Начало было неутешительным; цифры показывали, что Егоров, идя вторым за Пивоваровым, выигрывал у Осинкина три процента, что для такой напряженной гонки было много. Осинкин посерел и вышел курить в коридор; Ольга выскочила следом. Она переживала вдвойне, и за мужа, и за сына: от того, победит ли Осинкин, зависела судьба Дениса.
Ленька звонил Норову каждые полчаса, чтобы узнать, как дела. Отвечая ему, Норов выходил из общей комнаты и в разговоре не называл его по имени. То, что выборы финансирует Мураховский, было в штабе секретом Полишинеля, но Норов считал необходимым соблюдать декорум.
В густонаселенных пролетарских районах коммунисты исторически были сильны, и там перевес Егорова был существенным.

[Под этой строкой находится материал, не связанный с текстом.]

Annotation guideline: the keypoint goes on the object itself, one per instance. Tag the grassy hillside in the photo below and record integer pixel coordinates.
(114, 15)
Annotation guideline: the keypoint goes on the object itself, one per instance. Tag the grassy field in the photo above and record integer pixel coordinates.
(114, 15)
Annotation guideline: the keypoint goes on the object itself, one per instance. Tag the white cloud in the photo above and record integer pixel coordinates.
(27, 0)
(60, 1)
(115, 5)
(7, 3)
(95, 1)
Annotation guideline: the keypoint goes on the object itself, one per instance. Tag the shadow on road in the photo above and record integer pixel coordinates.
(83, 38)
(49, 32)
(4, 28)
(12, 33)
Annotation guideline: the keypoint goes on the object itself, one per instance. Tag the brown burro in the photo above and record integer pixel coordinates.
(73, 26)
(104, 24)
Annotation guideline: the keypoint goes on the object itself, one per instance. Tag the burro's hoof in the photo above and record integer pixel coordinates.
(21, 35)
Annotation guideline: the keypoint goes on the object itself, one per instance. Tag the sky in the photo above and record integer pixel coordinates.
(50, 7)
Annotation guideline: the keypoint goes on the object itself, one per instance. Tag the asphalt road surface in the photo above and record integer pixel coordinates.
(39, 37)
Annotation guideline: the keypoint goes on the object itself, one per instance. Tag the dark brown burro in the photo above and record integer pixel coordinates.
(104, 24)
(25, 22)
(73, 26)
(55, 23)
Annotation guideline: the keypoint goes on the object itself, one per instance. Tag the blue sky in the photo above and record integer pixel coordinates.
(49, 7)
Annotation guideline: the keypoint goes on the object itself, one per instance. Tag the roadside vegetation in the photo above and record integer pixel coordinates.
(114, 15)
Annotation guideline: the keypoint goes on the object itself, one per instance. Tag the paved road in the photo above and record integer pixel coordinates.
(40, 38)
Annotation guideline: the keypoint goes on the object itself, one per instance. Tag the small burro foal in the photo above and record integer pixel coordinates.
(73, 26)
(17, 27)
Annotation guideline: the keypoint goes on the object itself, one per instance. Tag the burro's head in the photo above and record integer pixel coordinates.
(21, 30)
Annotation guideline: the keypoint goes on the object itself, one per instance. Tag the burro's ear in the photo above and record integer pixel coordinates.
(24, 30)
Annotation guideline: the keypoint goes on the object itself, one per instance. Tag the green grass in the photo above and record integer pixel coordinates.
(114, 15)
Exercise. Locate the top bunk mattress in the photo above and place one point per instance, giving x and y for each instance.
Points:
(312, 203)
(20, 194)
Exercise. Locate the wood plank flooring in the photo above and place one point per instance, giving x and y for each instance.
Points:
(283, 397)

Казалось, что он уверенно закрепился на втором месте; даже самые оптимистичные активисты как-то угасли, на Осинкина было больно смотреть, Ольга едва не плакала, но все еще надеялась.
– Паша, ну скажи же что-нибудь! – воскликнула она.
– Пойдем в уголок, поцелуемся, – предложил Норов.
Он хотел пошутить, немного поднять окружающим настроение, но шутка не удалась, все слишком нервничали. Кто-то натянуто улыбнулся, Осинкин странно покосился на него и ничего не сказал.